Sally’s voice ricocheted in the clearing. I felt my face flush and dug my nails into my palms to keep from responding.

“I realize they don’t need light, but what do they have against air?”

“They’re blind, you know, not deaf,” Mark noted dryly. I could’ve kissed him.

Sally shrugged. She leaned forward and slapped the wall. “Thick walls. I bet they’re as good as.”

“Or not.”

Sally boomeranged off the wall as if electrocuted.

A hand waved out of an arrow slit, two inches from her waist.

I grinned.

“Come right in. Dinner’s ready.”

 

 

For Rochelle’s Friday Fictioneers

 

 

The Gift

PHOTO PROMPT © Sandra Crook

 

She left him a gift.

She knew he wasn’t likely to acknowledge it. It was possible he wouldn’t know or care where it had come from. It didn’t matter. Or perhaps it did – and terribly – but she could do nothing to change it. Where others sought connection and cultivated relationships, her father’s world revolved around rocks, shells, sticks, pebbles, stones. Those he caressed, inspected, studied, catalogued.

She’d learned to expect nothing. It was the only way to lessen heartbreak.

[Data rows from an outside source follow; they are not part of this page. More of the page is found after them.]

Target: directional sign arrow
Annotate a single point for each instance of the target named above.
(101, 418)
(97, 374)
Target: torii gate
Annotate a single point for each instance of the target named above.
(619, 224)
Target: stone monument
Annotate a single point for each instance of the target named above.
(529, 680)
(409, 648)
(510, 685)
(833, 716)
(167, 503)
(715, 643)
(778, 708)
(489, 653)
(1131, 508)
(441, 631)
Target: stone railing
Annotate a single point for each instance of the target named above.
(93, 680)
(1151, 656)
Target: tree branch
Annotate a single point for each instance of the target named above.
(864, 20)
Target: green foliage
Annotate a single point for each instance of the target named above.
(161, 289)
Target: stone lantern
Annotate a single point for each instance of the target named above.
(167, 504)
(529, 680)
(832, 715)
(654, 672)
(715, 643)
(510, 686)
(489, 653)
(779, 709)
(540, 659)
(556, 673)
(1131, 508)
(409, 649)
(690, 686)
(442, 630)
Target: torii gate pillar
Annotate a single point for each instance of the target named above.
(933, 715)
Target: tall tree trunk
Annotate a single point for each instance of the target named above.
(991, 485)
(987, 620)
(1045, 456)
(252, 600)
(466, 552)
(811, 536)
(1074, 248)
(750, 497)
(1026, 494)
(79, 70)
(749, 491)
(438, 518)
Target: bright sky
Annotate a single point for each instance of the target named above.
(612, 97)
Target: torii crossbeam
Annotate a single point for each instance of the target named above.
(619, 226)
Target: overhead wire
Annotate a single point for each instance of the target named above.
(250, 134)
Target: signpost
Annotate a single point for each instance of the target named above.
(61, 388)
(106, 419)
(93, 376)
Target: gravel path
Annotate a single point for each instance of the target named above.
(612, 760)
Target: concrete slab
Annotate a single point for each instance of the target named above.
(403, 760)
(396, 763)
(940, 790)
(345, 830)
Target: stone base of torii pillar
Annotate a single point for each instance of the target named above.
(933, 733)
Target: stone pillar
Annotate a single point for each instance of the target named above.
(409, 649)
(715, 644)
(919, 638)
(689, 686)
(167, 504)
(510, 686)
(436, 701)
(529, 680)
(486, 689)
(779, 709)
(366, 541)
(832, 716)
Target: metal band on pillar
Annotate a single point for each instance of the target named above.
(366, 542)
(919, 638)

She left the coral piece on the table. Perhaps if he kept it, it would be as if he saw her.

 

For Rochelle’s Friday Fictioneers

The Service


PHOTO PROMPT © Yvette Prior

 

All was set for the service.

Programs lounged on chairs in the next room. The adequately melancholy music played. Discrete tissue boxes rested at either end of the first row.

She waited as heels clicked on marble and black fabrics swished and the somber faces of acquaintances, rearranged for the occasion, nodded at her. She endured the hugs and shoulder pats and too-long handshakes. She breathed through the words.

The room quieted.

She rose and stared at the ornate urn on the dais before turning to face the living.

“You should know,” she began, “that Dad was not a good man.